“Starving Hysterical Naked”: Allen Ginsberg, Artist-Activist and Voice of the Beats
This was written in 2022 for the
Oklahoma Chautauqua Companion Reader when I toured Tulsa, Enid, and Lawton as All.
At each venue I did a 45-minute presentation followed by 30 minutes of Q and A
and two workshops.
Due
to fears about the political climate at that time, I performed with a police
officer standing eight feet behind me in Tulsa.
This
tour was made possible with the cooperation and permission of the Wylie Agency
and The Ginsberg Project.
The bodies of work produced by gifted artists are reflective
of their real-time and cumulative life experiences. Allen Ginsberg, born in 1926 in New Jersey
to Jewish parents, fully embodied
sex, drugs, and rock ‘n’ roll. His father Louis was
a poet and teacher.
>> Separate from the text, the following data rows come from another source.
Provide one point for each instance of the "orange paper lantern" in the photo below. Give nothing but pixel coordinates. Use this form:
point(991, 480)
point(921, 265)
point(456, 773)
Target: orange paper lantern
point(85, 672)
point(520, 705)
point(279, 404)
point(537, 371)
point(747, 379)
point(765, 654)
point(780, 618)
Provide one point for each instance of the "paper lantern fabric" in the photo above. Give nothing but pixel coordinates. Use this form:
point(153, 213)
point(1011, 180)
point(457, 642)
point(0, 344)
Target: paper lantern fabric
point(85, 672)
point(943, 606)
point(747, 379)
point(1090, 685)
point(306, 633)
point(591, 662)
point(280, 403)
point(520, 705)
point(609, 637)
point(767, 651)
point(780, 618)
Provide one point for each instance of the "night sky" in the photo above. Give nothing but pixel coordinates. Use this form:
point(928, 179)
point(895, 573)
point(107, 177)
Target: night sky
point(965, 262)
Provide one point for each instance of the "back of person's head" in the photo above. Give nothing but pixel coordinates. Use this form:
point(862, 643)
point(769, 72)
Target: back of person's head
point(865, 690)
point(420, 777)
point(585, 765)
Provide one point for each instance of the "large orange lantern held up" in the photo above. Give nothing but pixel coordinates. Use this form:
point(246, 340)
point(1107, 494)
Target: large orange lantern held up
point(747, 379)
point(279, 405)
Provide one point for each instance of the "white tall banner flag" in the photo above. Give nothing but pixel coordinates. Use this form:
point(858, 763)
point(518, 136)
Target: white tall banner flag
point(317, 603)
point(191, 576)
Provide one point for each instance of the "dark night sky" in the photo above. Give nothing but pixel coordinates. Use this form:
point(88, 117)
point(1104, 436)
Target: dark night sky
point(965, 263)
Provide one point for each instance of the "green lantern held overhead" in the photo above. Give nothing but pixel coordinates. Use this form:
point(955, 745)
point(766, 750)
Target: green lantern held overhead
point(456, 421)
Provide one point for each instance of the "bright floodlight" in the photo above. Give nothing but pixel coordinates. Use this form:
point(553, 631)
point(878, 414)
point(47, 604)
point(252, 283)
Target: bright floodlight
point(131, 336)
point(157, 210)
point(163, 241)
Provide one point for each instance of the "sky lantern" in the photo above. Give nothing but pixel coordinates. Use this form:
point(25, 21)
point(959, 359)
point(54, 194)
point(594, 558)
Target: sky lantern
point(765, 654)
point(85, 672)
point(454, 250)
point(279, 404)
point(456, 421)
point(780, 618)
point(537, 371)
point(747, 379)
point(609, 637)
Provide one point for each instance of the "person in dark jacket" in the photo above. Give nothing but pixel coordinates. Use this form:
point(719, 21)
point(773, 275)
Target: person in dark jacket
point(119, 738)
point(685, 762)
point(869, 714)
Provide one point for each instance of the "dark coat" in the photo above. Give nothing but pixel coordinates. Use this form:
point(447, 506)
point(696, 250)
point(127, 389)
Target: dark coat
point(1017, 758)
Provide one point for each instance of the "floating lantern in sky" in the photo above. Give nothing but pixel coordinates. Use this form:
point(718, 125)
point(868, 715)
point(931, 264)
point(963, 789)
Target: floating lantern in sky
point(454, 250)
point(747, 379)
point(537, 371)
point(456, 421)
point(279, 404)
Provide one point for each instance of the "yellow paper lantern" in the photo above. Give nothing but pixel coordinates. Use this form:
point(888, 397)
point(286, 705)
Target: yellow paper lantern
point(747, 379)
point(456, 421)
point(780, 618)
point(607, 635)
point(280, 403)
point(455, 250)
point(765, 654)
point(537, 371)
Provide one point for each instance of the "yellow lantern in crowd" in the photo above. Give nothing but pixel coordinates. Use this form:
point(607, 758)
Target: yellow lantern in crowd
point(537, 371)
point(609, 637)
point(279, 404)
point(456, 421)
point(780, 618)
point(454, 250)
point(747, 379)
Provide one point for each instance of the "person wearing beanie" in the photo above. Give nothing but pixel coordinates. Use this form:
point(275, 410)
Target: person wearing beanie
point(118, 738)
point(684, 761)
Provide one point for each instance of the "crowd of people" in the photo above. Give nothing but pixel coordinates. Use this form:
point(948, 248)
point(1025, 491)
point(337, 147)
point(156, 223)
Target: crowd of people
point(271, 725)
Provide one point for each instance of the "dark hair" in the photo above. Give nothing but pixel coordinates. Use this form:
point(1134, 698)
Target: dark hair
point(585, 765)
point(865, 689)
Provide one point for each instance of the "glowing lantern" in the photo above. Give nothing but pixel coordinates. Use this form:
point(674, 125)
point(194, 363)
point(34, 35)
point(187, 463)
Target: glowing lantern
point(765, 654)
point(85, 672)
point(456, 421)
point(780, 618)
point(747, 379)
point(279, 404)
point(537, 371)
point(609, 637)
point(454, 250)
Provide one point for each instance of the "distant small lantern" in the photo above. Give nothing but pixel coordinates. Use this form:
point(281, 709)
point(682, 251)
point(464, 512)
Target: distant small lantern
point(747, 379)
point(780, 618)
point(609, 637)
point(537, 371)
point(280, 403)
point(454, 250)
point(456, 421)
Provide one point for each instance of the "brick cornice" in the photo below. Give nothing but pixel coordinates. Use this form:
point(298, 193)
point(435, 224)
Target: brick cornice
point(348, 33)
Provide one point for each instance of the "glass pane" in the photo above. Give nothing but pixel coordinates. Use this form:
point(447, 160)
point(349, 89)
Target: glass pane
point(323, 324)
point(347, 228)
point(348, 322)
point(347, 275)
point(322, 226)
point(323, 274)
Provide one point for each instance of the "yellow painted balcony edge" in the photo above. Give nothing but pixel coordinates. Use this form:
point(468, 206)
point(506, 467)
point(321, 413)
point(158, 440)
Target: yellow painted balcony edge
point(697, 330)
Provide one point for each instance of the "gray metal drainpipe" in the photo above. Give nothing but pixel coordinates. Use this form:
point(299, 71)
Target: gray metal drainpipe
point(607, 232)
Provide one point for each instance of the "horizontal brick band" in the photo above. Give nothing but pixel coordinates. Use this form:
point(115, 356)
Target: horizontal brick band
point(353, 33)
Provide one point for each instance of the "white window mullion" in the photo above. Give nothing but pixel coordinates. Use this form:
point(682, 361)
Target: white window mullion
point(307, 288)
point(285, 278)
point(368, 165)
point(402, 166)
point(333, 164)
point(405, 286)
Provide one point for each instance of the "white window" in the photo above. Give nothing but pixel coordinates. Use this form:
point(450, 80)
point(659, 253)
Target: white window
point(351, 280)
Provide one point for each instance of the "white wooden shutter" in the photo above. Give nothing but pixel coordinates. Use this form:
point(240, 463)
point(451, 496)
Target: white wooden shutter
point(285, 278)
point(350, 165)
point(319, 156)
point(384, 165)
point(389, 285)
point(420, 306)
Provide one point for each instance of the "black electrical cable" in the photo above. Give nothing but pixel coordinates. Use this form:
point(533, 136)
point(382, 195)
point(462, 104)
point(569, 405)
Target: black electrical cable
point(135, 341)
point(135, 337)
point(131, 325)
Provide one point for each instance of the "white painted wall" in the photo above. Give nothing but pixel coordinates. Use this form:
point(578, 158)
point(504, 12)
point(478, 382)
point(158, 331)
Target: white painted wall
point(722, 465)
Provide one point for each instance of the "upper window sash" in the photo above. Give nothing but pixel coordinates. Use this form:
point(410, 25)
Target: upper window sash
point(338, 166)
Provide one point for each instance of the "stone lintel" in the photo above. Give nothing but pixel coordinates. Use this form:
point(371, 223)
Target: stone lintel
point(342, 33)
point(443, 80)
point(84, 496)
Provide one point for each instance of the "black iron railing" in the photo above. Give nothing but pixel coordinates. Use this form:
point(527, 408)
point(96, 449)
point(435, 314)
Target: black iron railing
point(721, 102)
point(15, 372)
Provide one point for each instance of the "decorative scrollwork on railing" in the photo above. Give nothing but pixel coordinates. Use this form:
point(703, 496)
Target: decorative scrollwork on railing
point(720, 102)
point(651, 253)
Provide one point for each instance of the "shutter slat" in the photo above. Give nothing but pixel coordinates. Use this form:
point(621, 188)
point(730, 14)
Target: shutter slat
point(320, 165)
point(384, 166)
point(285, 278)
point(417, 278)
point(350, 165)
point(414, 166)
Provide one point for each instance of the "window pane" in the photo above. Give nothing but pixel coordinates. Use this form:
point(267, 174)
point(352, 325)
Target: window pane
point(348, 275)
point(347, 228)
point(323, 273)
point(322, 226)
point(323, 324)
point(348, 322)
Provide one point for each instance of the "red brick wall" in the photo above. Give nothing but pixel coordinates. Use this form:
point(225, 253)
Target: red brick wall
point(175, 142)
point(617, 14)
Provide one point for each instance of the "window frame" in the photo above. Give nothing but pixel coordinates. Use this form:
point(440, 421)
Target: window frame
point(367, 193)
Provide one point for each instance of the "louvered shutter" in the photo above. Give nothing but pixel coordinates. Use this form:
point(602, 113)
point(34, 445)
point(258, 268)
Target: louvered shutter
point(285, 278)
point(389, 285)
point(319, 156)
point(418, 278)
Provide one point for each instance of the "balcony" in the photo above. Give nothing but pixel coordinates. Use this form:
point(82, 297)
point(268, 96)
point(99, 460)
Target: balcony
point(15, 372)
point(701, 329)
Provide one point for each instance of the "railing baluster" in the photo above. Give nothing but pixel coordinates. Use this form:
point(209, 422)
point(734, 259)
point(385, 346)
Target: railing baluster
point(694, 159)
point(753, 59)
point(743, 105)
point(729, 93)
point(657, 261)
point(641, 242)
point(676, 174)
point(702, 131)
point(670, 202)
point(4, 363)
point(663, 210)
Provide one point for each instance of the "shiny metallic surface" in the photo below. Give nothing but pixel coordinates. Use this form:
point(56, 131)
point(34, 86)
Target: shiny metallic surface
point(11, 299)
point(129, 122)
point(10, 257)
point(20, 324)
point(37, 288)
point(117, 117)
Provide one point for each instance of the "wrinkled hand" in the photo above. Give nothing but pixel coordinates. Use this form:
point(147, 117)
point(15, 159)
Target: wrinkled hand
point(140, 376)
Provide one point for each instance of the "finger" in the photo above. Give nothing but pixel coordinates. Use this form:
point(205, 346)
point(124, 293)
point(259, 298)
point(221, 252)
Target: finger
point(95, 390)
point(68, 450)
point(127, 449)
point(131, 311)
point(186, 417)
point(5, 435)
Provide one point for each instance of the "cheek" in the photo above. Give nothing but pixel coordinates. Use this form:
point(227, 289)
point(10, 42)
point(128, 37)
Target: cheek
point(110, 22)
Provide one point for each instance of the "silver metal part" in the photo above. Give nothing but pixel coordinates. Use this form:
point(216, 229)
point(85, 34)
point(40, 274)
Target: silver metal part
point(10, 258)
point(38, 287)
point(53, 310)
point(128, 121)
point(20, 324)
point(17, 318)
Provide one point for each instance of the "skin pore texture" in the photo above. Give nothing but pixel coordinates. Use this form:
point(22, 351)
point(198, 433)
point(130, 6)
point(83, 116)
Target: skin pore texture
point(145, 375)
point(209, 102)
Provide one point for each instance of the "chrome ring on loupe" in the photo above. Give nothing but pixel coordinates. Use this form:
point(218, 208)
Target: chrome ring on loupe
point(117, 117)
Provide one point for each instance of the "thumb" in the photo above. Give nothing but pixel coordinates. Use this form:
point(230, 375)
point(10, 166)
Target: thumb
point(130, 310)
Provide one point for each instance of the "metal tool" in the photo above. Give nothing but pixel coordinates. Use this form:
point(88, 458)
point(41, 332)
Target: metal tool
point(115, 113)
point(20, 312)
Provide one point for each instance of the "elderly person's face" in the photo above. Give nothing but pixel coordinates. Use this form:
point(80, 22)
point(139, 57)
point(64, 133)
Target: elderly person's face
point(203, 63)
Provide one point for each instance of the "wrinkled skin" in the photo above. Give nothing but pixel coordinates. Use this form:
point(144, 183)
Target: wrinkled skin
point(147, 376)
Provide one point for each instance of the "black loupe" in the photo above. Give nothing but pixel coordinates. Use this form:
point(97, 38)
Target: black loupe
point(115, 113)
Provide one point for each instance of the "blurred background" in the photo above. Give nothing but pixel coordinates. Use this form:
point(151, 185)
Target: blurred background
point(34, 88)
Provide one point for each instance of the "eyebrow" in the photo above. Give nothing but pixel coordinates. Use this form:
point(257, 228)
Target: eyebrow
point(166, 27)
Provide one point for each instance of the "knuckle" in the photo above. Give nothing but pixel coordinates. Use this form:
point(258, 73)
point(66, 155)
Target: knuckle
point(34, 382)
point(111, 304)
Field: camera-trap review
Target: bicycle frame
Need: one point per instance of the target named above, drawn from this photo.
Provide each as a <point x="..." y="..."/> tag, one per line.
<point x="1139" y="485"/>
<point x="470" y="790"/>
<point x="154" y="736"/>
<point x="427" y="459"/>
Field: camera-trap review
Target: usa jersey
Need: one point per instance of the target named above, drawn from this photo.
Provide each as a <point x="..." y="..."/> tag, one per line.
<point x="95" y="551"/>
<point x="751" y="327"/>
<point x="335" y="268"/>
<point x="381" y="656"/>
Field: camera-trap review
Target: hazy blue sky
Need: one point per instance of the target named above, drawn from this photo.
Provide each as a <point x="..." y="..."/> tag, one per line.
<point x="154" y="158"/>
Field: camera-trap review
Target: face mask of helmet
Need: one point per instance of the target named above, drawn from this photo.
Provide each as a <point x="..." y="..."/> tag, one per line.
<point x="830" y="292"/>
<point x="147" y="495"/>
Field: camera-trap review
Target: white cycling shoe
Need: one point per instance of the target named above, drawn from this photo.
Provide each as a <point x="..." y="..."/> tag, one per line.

His mother Naomi was a communist who suffered from mental
illness, including paranoid delusions of persecution. Trusting only Allen, she
walked naked around their home. He missed considerable school to visit her in institutions.
Amid Louis’s divorcing Naomi and
remarrying, Allen sought solace in reading and writing. At sixteen, he wrote
letters to newspapers and stuffed envelopes for Democratic Party campaigns. The seeds of his artistry and activism were planted
in the soil when he vowed
to devote his life to helping the working class if Columbia University accepted
him. Columbia did accept him, and Ginsberg kept his word, immersing himself
for the next half century in sex, drugs, music, politics, spirituality,
and a quest for self-discovery.
Biographers—and the
artist-activists about whom they write—have published millions of pages about
the poets and novelists coalescing around Columbia in the mid-1940s, including
Jack Kerouac and William S. Burroughs. There was Lucien Carr, who killed an ex–Scout
leader who propositioned him. Kerouac and Burroughs helped conceal the crime.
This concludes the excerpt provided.